If I do go and play with the Darker One some day………and only with Her Grace would i ever do so……….it will be my own alter ego who serves Her and never claude……….
claude is Her perfect slave and without compromise or question.
I am still unsure about my own alter ego going to the Darker One but one thing I am certain of…….. it certainly will NOT be during this very SACRED WEEK.
I BELONG TO HAYLEE and I always will.
I am the perfect slave of the most Gracious and Deserving and Divine Goddess who has ever lived and whom I was in fact born to serve. Nothing has the power to turn me away from Her and now that statement has been proven.

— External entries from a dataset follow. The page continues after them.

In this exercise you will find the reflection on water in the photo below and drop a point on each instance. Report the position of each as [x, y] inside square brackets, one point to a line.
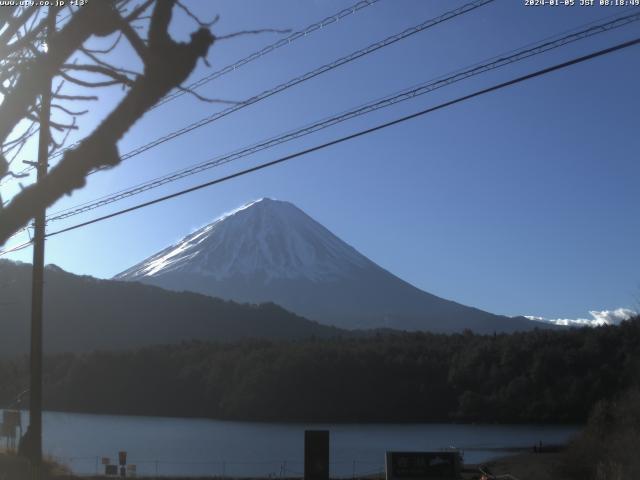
[178, 446]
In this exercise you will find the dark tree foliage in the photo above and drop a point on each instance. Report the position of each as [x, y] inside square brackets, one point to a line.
[539, 376]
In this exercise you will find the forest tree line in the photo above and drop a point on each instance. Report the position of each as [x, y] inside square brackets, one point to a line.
[537, 376]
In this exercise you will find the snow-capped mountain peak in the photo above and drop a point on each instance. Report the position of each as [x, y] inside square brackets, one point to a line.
[269, 238]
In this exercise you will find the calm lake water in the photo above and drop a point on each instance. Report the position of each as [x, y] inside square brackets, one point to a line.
[178, 446]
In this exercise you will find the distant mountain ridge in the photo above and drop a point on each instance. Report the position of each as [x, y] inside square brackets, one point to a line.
[270, 250]
[83, 314]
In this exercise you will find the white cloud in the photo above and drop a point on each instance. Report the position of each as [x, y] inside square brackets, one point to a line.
[598, 318]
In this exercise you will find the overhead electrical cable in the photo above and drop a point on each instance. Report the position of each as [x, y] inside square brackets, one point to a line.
[302, 78]
[269, 48]
[288, 40]
[407, 94]
[484, 91]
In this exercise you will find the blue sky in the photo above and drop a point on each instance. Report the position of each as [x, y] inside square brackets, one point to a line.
[523, 201]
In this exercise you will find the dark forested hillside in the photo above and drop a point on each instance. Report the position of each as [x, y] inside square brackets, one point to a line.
[539, 376]
[84, 313]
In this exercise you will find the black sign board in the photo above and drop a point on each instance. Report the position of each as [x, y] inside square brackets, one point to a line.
[316, 455]
[111, 470]
[423, 465]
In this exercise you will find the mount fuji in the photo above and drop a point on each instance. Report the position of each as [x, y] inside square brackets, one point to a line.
[271, 251]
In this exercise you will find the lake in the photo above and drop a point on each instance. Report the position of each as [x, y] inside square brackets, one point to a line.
[178, 446]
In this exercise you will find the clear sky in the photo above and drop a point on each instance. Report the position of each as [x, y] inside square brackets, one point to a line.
[523, 201]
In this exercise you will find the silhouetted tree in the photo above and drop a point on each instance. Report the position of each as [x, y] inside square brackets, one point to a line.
[26, 63]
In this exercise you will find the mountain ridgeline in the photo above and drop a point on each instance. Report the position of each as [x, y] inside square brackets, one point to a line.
[271, 251]
[84, 314]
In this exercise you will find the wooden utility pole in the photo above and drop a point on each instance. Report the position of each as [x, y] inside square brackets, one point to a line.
[34, 440]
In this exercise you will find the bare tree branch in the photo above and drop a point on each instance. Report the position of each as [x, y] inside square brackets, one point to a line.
[167, 65]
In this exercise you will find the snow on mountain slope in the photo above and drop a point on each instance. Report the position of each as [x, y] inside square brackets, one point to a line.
[271, 238]
[270, 250]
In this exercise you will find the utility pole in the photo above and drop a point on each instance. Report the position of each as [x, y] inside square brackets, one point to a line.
[34, 440]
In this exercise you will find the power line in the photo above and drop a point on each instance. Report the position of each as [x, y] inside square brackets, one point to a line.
[302, 78]
[361, 133]
[269, 48]
[331, 19]
[407, 94]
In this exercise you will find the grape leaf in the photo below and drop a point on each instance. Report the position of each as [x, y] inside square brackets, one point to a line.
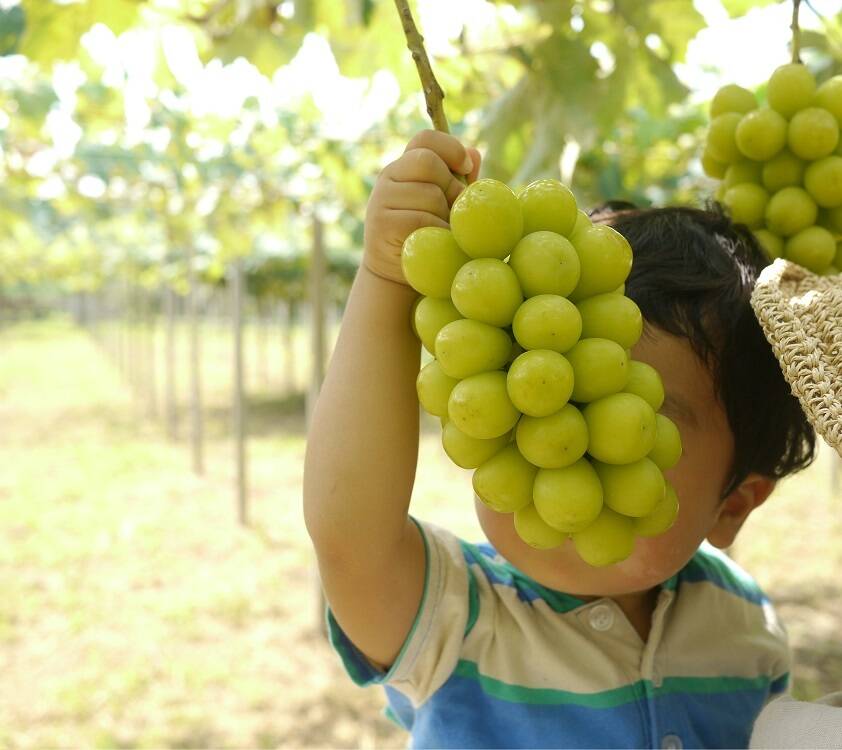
[12, 23]
[741, 7]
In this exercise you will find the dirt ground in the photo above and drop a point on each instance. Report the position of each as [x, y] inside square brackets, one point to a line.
[136, 612]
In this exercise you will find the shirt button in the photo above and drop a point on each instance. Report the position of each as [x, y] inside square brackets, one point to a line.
[602, 618]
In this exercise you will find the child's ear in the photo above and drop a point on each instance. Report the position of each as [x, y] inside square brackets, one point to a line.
[750, 494]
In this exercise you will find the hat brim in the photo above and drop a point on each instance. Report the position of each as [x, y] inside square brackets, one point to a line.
[801, 316]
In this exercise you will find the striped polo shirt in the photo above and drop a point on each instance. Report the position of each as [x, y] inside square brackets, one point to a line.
[496, 660]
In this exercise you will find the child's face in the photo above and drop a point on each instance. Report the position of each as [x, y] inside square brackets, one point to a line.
[699, 479]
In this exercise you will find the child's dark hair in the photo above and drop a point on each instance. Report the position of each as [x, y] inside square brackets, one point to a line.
[693, 274]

Because no one could ever be as tempting or as alluring or as irresistibly enticing as the completely Enchanting Empress Vox Siren.
But in my world…….even She must bow to my Goddess Haylee Lynn.
My Goddess Haylee is the Queen of all Queens and is FIRST for me and it is Her LIGHT that has me on my knees and so very grateful for my place on this Earth as Her perfect slave.
I am always and forever for Her and no temptation on Earth can move me one inch from Her Divine Shelter………..Thank You my Goddess, Thank You my Queen.